The slaver chuckled, shaking his head.  “You need to treat slaves of this quality better.  There’s just a limited market, you know. . . .”

Rodinn tuned out the conversation when he noticed the goblin voices again.  The hooded figure was guiding them out of the shop, away from Rodinn, so he was only able to catch a bit of one last joke.

“ . . . and I’ve never been called an ale-drinker.  But you screw one goat. . . !”

As the goblin laughter trailed away down the aisle of stalls, Rodinn turned his attention back to the slave tent and walked forward.

“Are you going to buy that little girl?” he interrupted.  

The slaver’s assistant looked down at the little girl whose reigns he held, snorting in humor.  Rodinn looked down also to see the squinting girl smirking at him.  Rodinn smiled eagerly back at her, then looked up when the slaver tapped him on the shoulder.

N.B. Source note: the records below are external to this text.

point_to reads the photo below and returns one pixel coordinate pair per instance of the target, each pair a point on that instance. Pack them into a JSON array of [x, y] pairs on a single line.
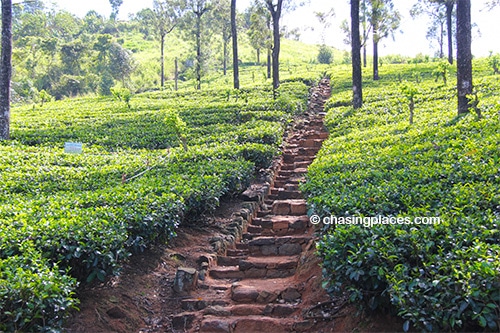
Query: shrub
[[33, 295], [443, 277], [325, 55]]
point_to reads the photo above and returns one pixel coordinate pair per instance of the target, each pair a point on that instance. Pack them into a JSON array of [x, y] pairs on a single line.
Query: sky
[[409, 40]]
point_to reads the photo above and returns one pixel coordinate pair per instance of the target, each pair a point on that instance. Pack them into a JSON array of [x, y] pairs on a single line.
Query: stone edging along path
[[261, 279]]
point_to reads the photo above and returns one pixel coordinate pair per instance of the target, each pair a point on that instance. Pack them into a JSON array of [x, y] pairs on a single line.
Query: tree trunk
[[375, 59], [162, 61], [365, 62], [449, 27], [276, 15], [464, 55], [5, 69], [198, 51], [234, 34], [441, 41], [356, 56], [269, 63], [224, 60], [176, 74]]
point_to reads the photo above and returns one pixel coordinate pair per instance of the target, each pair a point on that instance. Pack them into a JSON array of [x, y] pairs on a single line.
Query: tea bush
[[74, 219], [441, 277]]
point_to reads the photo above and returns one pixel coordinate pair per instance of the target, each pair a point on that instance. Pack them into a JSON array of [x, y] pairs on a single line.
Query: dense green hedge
[[437, 277], [68, 219]]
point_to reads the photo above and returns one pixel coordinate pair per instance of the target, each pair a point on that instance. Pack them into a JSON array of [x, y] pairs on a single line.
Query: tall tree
[[234, 34], [259, 31], [384, 20], [5, 69], [357, 84], [464, 55], [275, 9], [449, 4], [364, 37], [115, 8], [440, 11], [223, 22], [198, 8], [436, 31], [166, 14]]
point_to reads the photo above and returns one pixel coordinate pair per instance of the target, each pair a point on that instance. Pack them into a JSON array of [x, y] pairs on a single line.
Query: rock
[[303, 326], [266, 297], [183, 321], [281, 207], [116, 313], [186, 280], [252, 194], [290, 295], [217, 311], [244, 294], [215, 326], [290, 249]]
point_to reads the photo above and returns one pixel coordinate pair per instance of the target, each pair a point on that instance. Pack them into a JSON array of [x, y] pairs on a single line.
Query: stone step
[[254, 229], [289, 207], [236, 252], [255, 291], [297, 157], [278, 246], [270, 310], [200, 304], [249, 324], [249, 236], [257, 267], [282, 224], [229, 261], [301, 151], [241, 246], [282, 194], [306, 143]]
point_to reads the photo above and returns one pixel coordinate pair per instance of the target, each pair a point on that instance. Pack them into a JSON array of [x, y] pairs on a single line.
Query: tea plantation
[[71, 219], [442, 277]]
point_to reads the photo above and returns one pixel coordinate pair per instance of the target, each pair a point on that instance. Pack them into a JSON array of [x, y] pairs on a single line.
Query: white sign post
[[73, 148]]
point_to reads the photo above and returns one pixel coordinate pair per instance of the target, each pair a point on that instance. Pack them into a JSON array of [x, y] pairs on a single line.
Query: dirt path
[[265, 283], [253, 263]]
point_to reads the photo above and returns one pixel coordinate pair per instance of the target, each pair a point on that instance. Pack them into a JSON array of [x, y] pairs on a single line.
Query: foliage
[[440, 277], [442, 70], [122, 94], [325, 55], [66, 218], [494, 62], [35, 296]]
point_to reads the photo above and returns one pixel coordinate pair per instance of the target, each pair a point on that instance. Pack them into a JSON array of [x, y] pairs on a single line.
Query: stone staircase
[[253, 286]]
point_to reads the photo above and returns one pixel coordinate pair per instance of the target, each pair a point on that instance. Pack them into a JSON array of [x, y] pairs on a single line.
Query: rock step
[[297, 157], [306, 142], [237, 252], [278, 246], [270, 291], [257, 267], [281, 223], [200, 304], [302, 151], [294, 172], [271, 310], [282, 194], [289, 207], [295, 165], [252, 324]]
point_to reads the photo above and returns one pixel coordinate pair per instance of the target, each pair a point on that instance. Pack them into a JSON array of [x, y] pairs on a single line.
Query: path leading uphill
[[262, 283]]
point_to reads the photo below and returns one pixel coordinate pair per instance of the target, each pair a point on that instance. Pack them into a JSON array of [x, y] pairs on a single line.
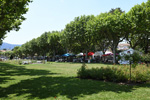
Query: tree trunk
[[146, 45], [86, 54], [114, 53], [54, 55]]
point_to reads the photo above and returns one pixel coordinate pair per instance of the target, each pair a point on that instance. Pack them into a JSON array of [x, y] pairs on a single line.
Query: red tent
[[90, 53]]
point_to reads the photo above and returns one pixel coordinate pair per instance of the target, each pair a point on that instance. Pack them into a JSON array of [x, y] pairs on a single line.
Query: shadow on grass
[[46, 87], [13, 70]]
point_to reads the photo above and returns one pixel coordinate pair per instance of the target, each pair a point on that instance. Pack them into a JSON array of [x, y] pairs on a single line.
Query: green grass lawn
[[47, 81]]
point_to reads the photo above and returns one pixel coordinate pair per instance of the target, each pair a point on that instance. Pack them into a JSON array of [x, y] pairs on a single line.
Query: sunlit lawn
[[57, 81]]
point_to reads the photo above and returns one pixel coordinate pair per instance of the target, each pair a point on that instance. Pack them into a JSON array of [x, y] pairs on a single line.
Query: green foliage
[[146, 58], [115, 74], [134, 58]]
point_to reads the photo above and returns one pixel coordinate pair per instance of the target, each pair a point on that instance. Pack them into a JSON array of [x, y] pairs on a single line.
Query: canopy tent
[[108, 54], [68, 55], [90, 53], [65, 55], [80, 54], [98, 53]]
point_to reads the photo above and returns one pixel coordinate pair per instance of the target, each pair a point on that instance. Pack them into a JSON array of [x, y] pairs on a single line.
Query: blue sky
[[50, 15]]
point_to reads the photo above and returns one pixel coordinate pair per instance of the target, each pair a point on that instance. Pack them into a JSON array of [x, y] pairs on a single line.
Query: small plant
[[115, 74]]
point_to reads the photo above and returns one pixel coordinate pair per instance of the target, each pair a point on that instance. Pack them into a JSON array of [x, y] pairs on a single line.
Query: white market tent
[[128, 52], [80, 54], [98, 53]]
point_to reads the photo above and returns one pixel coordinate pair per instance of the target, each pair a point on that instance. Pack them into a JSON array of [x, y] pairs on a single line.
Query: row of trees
[[90, 33]]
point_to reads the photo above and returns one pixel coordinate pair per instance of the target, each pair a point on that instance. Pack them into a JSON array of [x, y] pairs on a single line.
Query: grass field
[[57, 81]]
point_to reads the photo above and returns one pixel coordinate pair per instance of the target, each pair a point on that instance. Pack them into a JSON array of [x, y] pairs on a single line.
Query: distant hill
[[8, 46]]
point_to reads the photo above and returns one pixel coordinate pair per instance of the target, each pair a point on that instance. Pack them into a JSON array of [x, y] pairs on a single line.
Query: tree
[[77, 35], [11, 15], [55, 45], [113, 27]]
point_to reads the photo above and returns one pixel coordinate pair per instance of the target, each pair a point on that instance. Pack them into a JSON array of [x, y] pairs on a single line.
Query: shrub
[[115, 74]]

“One sale at a time,” the slaver said, “if you don’t mind.  If you want, my assistant here can take you inside to see if something else catches your eye.”

His assistant grinned and beckoned for Rodinn to follow.  “I can’t see why you’d want the waif. We do have adult slaves you know.  One woman is half-Taranesti, half human, and her breasts are bigger than her head.”

Rodinn raised a fluffy eyebrow at the assistant’s enthusiasm, then brushed his hair back behind his ears.  “Is she a virgin?”

“If you pay a little extra, yes.”

Rodinn emerged from the tent a few minutes later arm in arm with an exotic, yellow-eyed woman.  She seemed a bit relieved to be out of the tent, though the vast cavern city didn’t seem to impress her much.  She couldn’t speak Taranesti, but there was probably a charm seller nearby who could remedy that.

The noblewoman had departed, so the slaver turned eagerly to Rodinn.  “You like her, yes?”

“Do I get to keep the outfit?” Rodinn asked, sliding his hand down the V-slit in the woman’s pale golden robe.  She cringed slightly, so Rodinn gingerly took his hand out, not wanting to offend the lady.

“It’s a little extra, but since you didn’t bring your own clothes for her. . . .”

“Yes, yes,” Rodinn sighed.  “Impulse buying.  Impulses will kill me some day, I’m sure.”

He looked down at the little girl at thigh-level.  The harness was tied to a tent-pole, holding her in place.  “She looks bored,” Rodinn observed.  “I empathize.”

The slaver laughed.  “I doubt you’ll be bored as soon as you get her to some place private.  Eh . . . it’ll be three hundred and sixty malachites, plus eight more for the dress.”

Rodinn smiled in a fake gasp of shock.  “She’d better be able to cook too, for that much.”

“Bah!  You’d pay twice again that for a painting half as pretty.  I can also give you the name of an alchemist here who makes arousal potions and balms.”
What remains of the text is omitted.